9. Les juges ajoutent que, dès lors qu'il s'agit d'une mise en examen supplétive sur le fondement de faits nouveaux, il n'y a pas lieu de tenir compte, pour la computation du délai de l'article 145-2 du code de procédure pénale, des quatre mois de détention exécutés, dans la même information, sur le fondement d'un mandat de dépôt délictuel.
10. Ils en déduisent que le mandat de dépôt criminel ayant été prononcé pour une durée d'un an, il court jusqu'au 28 mars 2023 et la détention de Mme [O] a pu se poursuivre au-delà du 29 novembre 2022 sans être arbitraire.
11. En se déterminant ainsi, la chambre de l'instruction a méconnu le texte susvisé et le principe ci-dessus rappelé.
12. La cassation est par conséquent encourue.
Portée et conséquences de la cassation
13. Mme [O] doit être remise en liberté, si elle n'est détenue pour autre cause.
14. Cependant, les dispositions de l'article 803-7, alinéa 1, du code de procédure pénale permettent à la Cour de cassation de placer sous contrôle judiciaire la personne dont la détention provisoire est irrégulière en raison de la méconnaissance des formalités prévues par ce même code, dès lors qu'elle trouve dans les pièces de la procédure des éléments d'information pertinents et que la mesure apparaît indispensable pour assurer l'un des objectifs énumérés à l'article 144 du même code.
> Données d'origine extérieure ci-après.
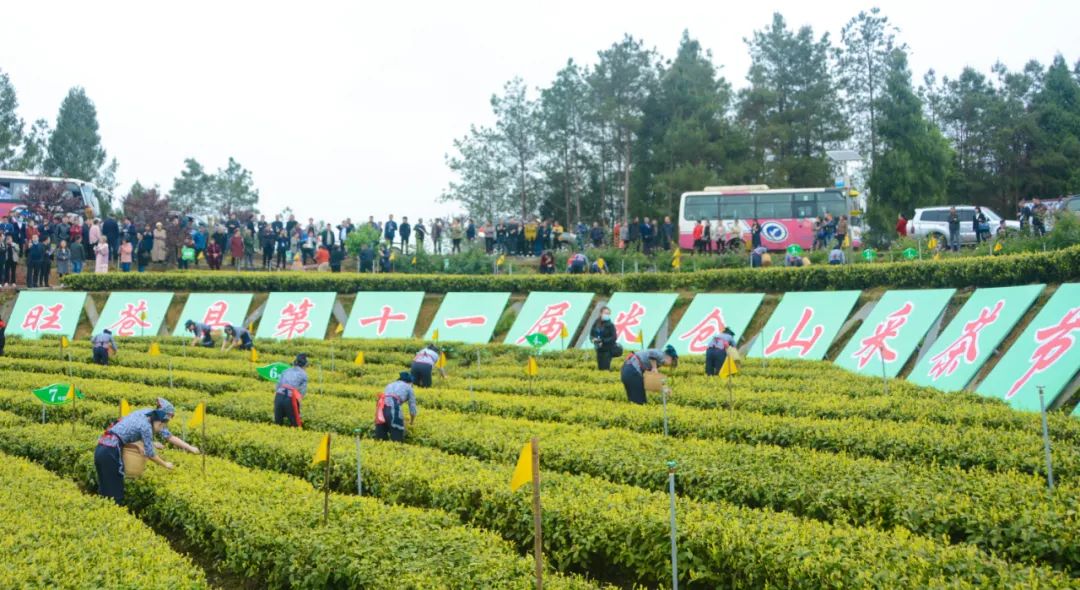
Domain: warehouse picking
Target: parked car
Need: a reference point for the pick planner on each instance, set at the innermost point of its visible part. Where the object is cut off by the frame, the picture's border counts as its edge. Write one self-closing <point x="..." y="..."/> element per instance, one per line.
<point x="933" y="223"/>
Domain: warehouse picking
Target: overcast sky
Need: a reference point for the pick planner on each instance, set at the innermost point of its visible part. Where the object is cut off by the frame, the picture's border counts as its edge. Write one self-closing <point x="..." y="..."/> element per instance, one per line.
<point x="348" y="108"/>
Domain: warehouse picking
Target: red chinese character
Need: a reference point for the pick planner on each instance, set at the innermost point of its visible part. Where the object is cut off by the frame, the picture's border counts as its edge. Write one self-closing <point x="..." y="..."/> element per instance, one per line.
<point x="1054" y="342"/>
<point x="550" y="323"/>
<point x="966" y="346"/>
<point x="215" y="314"/>
<point x="626" y="321"/>
<point x="878" y="343"/>
<point x="699" y="335"/>
<point x="38" y="320"/>
<point x="131" y="318"/>
<point x="294" y="320"/>
<point x="468" y="320"/>
<point x="383" y="320"/>
<point x="804" y="345"/>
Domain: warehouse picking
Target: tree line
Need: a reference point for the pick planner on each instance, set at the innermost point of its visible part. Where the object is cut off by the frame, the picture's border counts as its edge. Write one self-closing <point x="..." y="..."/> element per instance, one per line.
<point x="628" y="134"/>
<point x="73" y="149"/>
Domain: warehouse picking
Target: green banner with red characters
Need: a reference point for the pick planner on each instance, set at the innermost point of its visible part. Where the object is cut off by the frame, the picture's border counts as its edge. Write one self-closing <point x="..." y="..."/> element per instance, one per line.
<point x="292" y="316"/>
<point x="40" y="313"/>
<point x="1047" y="354"/>
<point x="975" y="331"/>
<point x="468" y="317"/>
<point x="634" y="313"/>
<point x="892" y="331"/>
<point x="383" y="314"/>
<point x="550" y="313"/>
<point x="214" y="309"/>
<point x="805" y="324"/>
<point x="709" y="314"/>
<point x="132" y="313"/>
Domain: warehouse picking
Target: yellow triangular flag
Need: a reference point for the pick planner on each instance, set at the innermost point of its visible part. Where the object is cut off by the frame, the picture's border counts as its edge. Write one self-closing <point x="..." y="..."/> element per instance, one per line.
<point x="323" y="453"/>
<point x="199" y="416"/>
<point x="729" y="367"/>
<point x="523" y="473"/>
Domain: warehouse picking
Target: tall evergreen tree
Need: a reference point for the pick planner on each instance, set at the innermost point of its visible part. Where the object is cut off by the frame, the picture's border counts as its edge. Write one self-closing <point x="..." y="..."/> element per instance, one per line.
<point x="792" y="107"/>
<point x="914" y="165"/>
<point x="75" y="146"/>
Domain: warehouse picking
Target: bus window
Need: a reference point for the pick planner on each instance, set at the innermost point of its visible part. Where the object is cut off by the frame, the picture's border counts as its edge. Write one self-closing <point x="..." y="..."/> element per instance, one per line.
<point x="701" y="206"/>
<point x="805" y="205"/>
<point x="774" y="206"/>
<point x="737" y="208"/>
<point x="832" y="202"/>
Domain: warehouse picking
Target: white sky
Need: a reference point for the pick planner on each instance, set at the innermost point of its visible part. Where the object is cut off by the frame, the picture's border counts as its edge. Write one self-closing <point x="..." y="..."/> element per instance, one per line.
<point x="348" y="108"/>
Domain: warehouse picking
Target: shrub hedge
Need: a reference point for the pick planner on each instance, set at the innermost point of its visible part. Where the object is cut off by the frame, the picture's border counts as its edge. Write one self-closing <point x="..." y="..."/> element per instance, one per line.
<point x="1045" y="267"/>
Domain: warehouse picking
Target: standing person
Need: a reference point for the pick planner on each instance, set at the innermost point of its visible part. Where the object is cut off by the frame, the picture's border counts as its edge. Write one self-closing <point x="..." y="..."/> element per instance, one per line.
<point x="237" y="336"/>
<point x="406" y="230"/>
<point x="637" y="363"/>
<point x="954" y="229"/>
<point x="291" y="389"/>
<point x="202" y="334"/>
<point x="104" y="347"/>
<point x="717" y="351"/>
<point x="421" y="232"/>
<point x="422" y="363"/>
<point x="63" y="259"/>
<point x="160" y="251"/>
<point x="125" y="254"/>
<point x="389" y="418"/>
<point x="605" y="343"/>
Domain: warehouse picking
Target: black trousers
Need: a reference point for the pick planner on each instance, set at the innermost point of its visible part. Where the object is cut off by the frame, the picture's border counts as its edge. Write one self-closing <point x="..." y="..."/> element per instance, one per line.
<point x="102" y="356"/>
<point x="634" y="383"/>
<point x="385" y="431"/>
<point x="110" y="475"/>
<point x="714" y="360"/>
<point x="283" y="411"/>
<point x="421" y="374"/>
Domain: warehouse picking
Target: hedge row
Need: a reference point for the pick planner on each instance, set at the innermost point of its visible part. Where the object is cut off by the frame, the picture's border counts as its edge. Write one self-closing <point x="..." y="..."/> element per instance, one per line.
<point x="267" y="526"/>
<point x="615" y="530"/>
<point x="1045" y="267"/>
<point x="54" y="536"/>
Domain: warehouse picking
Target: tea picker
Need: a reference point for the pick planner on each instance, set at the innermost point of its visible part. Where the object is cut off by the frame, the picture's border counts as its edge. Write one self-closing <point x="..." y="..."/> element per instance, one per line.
<point x="638" y="364"/>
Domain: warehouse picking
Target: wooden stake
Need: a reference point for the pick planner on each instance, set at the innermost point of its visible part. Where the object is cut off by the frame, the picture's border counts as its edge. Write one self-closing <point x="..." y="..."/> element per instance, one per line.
<point x="537" y="525"/>
<point x="326" y="484"/>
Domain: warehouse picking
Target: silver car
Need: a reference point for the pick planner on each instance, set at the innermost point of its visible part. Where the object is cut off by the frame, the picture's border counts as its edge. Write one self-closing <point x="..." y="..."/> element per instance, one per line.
<point x="933" y="222"/>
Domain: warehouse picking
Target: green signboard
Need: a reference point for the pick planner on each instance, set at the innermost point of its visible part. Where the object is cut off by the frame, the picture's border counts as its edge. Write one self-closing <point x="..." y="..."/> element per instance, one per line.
<point x="383" y="314"/>
<point x="983" y="322"/>
<point x="214" y="309"/>
<point x="468" y="317"/>
<point x="892" y="331"/>
<point x="805" y="324"/>
<point x="550" y="313"/>
<point x="272" y="371"/>
<point x="292" y="316"/>
<point x="57" y="393"/>
<point x="130" y="313"/>
<point x="1045" y="354"/>
<point x="635" y="313"/>
<point x="709" y="314"/>
<point x="40" y="313"/>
15. En l'espèce, il existe des indices graves ou concordants rendant vraisemblable que Mme [O] ait pu participer, comme auteur ou comme complice, à la commission des infractions dont le juge d'instruction est saisi.
16. La mesure de contrôle judiciaire est indispensable afin :
- d'empêcher une concertation frauduleuse entre la personne mise en examen et ses coauteurs ou complices, en ce que ceux-ci ont des versions divergentes des faits ;
- de garantir le maintien de la personne mise en examen à la disposition de la justice, en ce que Mme [O], sans domicile personnel et sans emploi, ne présente pas de garanties de représentation et que, lors de son précédent placement sous contrôle judiciaire, il a fallu recourir à un mandat d'arrêt et à une enquête pour la retrouver alors qu'elle était en fuite ;
- de mettre fin à l'infraction ou prévenir son renouvellement, en ce que, avant son incarcération, Mme [O] n'avait pas surmonté son addiction aux produits stupéfiants et qu'il y a un risque sérieux qu'elle bascule dans des activités illicites ; qu'il ressort de l'expertise psychologique réalisée dans le cadre de l'information qu'elle adopte une position de déresponsabilisation ; que lorsqu'elle a été placée une première fois sous contrôle judiciaire, elle a été arrêtée à [Localité 6] dans la rue où les faits se sont déroulés à proximité des zones de trafic de crack.
17. Afin d'assurer ces objectifs, Mme [O] sera astreinte à se soumettre aux obligations précisées au dispositif.
18. Le magistrat chargé de l'information est compétent pour l'application des articles 139 et suivants et 141-2 et suivants du code de procédure pénale.